Here are several things you should keep in mind, especially if you’re planning to file for bankruptcy in the coming months:
Consider all your options first.
Always remember that although filing for bankruptcy can seem to be the easiest way out of your debt problems, it can also inflict severe and long-term damage to your credit history and even to your financial prospects. That’s because records of your bankruptcy proceedings will be retained in your credit report for the next seven to ten years. And having such derogatory mark in your credit file can surely work to your disadvantage. After all, it could chase your prospective creditors away. Moreover, it could make it harder for you to qualify for low-interest credit deals, later on.

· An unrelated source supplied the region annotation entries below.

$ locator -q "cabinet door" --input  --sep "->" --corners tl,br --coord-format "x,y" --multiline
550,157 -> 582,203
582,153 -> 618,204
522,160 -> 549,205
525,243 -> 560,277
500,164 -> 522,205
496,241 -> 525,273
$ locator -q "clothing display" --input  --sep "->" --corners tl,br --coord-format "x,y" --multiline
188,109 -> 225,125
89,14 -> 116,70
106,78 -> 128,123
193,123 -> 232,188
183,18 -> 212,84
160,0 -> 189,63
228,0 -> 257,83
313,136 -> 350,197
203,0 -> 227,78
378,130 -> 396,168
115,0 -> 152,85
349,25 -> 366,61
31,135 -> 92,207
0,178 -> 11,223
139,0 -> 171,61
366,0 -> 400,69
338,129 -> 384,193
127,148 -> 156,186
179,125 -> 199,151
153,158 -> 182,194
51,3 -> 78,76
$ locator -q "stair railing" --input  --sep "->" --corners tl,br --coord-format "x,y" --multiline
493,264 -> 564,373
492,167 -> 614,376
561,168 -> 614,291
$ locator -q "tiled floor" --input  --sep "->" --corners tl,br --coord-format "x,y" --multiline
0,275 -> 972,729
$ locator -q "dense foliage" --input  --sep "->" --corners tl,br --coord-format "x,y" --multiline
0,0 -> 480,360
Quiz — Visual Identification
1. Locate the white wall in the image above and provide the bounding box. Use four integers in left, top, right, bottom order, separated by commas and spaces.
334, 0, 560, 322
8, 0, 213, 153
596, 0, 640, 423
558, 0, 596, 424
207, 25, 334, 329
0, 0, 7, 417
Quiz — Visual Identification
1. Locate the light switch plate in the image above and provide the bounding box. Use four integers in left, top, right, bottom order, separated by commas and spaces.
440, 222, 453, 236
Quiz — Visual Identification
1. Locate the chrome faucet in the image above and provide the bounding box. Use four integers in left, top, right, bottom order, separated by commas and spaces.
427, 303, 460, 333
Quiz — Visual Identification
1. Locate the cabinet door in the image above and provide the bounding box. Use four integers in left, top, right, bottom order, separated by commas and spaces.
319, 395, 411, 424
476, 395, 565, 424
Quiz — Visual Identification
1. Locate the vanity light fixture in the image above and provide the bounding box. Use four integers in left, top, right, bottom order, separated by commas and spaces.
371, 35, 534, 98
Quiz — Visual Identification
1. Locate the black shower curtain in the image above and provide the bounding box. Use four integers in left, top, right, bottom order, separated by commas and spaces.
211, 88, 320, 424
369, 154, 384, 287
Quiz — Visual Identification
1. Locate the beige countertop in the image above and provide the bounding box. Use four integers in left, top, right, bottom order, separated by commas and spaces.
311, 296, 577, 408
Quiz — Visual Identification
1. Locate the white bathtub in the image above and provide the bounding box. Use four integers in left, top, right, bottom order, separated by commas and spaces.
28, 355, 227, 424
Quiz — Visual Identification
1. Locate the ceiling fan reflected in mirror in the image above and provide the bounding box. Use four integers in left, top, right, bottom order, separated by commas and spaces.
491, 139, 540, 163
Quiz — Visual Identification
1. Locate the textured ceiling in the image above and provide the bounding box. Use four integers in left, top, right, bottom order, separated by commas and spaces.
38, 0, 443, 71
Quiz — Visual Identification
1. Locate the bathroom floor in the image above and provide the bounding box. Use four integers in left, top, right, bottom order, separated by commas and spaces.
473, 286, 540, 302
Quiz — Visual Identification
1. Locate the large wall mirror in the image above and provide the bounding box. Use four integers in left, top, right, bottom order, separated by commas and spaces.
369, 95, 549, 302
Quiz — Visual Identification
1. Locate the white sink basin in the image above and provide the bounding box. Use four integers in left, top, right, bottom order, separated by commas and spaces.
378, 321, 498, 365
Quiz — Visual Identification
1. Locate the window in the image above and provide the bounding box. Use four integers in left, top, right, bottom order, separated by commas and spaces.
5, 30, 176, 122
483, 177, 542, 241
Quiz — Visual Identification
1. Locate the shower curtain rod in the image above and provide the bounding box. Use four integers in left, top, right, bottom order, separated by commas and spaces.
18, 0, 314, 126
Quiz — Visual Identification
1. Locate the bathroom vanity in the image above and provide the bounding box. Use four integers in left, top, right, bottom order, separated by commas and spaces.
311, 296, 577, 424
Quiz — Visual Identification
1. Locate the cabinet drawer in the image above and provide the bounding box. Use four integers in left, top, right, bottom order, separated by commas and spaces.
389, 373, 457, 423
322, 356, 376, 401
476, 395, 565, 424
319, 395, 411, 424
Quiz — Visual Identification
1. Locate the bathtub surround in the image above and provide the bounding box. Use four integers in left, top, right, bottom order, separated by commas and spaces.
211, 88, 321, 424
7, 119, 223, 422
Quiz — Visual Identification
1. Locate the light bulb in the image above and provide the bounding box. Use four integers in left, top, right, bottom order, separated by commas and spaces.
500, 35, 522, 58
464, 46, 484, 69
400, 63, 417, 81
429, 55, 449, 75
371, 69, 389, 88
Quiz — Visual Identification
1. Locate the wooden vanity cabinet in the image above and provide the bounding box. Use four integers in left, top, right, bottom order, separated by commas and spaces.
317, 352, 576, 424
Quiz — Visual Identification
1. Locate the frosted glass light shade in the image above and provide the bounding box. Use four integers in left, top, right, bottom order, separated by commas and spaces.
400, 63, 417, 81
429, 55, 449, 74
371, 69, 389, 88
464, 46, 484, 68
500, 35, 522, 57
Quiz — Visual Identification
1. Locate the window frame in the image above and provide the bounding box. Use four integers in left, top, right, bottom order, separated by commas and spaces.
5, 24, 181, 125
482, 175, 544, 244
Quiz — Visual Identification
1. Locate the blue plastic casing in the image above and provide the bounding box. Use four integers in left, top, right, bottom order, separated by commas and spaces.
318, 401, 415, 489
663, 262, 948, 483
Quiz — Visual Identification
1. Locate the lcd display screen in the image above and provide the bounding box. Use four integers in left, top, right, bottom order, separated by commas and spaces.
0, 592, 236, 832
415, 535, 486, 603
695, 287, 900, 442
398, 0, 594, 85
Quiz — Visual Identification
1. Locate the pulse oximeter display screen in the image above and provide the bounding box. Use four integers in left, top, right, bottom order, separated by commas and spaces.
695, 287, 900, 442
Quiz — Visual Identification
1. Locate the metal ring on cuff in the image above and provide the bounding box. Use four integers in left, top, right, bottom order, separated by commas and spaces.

So, before filing for this credit-busting option, we advise you to consider first your other alternatives. For instance, have you given debt consolidation a serious thought? If you haven’t then, why don’t you give it a shot? Keep in mind that by consolidating your credit card charges as well as your existing loans, you can possible pay off your debts, in one full-swoop. Moreover, such method can help you in rebuilding your credit history. In fact, it can improve your chances of once-again receiving excellent credit programs that are usually offered to consumers with good credit standing.
Consult a bankruptcy lawyer, before filing either for a Chapter 7 or 13 Bankruptcy.
After all, such professional can provide you with excellent advice that can help you realize whether or not it would be wise to push through with your plans. Moreover, he or she can help you prepare the forms, financial documents and other requirements that will help boost your likelihood of being allowed to discharge your existing financial obligations through Chapter 7 Bankruptcy.
Subject yourself to the income-means-test.
To find out which type of bankruptcy you should file for; we advise you to take the income-means test, as early as you can. After all, this test will help you realize if you will be allowed to discharge your debts under a Chapter 7 Bankruptcy or you will have to reorganize your finances to gradually pay off your debts based on the provisions of a Chapter 13 Bankruptcy.
Do your best to rehabilitate your credit history, as soon as you receive approval on your application for bankruptcy.
To do this, you should resolve never to commit the same mistakes that pushed you down into debt traps. Moreover, we advise you to employ simple tools that will help you manage your personal finances, in the best way you can.
For instance, you may decide to draw up and stick to a personal or a household budget. Or you can apply for and take out a secured or a prepaid credit card which you can use for covering your day-to-day expenses. In so doing, you can minimize your risk of incurring a huge financial obligation. At the same time, you can boost your likelihood of qualifying for credit deals, which carry reasonable rates of interest and charges, despite the presence of a bankruptcy record in your annual credit report.